Handling Missing Values in a Dataset

This pipeline demonstrates how to use the Clean Missing Values Snap to process missing values in a dataset using the most popular value (mode).

  1. Configure the CSV Generator Snap to generate the input dataset.

    The dataset includes some missing values, particularly in the $Category field.

  2. Pass the input through the Type Converter Snap to automatically detect and convert data types.
  3. Use the Copy Snap to duplicate the input data stream.

    The Snap is configured to output two streams:

    • The first stream is passed to the Clean Missing Values Snap.
    • The second stream is passed to the Profile Snap to compute field statistics.

    Copy Snap Output Showing Missing $Category Value

  4. Configure the Profile Snap to calculate field-level statistics on the input data.
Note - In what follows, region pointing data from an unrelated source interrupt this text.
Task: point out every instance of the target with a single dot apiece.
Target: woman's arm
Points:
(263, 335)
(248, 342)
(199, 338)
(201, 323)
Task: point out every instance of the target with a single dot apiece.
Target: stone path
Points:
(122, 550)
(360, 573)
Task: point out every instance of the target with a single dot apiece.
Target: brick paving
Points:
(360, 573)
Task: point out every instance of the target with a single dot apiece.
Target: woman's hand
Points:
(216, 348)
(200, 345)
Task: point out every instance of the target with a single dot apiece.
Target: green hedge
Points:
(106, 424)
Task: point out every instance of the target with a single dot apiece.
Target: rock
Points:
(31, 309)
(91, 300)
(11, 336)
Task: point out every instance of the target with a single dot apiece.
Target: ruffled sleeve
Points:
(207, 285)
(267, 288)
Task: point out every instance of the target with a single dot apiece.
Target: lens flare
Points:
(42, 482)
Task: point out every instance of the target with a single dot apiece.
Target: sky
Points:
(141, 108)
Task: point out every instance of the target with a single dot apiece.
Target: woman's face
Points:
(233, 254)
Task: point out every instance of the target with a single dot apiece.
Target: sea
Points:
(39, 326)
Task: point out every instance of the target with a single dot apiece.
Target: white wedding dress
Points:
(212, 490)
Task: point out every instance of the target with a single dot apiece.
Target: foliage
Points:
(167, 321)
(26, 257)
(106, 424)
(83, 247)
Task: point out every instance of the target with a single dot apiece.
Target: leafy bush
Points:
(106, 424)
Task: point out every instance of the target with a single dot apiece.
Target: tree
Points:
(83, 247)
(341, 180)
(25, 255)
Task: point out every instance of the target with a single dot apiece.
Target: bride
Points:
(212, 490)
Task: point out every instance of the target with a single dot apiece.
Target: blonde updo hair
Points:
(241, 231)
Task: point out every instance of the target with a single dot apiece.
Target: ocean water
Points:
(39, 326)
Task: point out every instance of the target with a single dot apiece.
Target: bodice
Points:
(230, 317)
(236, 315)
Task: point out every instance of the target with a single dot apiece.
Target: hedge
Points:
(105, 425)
    This Snap identifies missing values and calculates the most popular value for each field.


    Profile Snap Settings


    Profile Snap Output with Popular Category

    Note: In this example, the most popular value in the $Category field is Publishing, which is used to fill in missing values.
  5. Configure the Clean Missing Values Snap to impute missing values with the most popular value.
    The Snap takes two input views:
    • The first input view receives the raw data from the Copy Snap.
    • The second input view receives the statistics from the Profile Snap.

    Configure the Snap with the rule Impute with Popular to handle missing values in the $Category field.


    Clean Missing Values Snap Configuration


    Clean Missing Values Snap Output

    Note: The Snap replaces missing, null, or whitespace values with the most popular value derived from the Profile Snap.
  6. Use the File Writer Snap to write the cleaned output to a file.
To successfully reuse pipelines:
  1. Download and import the pipeline in to the SnapLogic Platform.
  2. Configure Snap accounts, as applicable.
  3. Provide pipeline parameters, as applicable.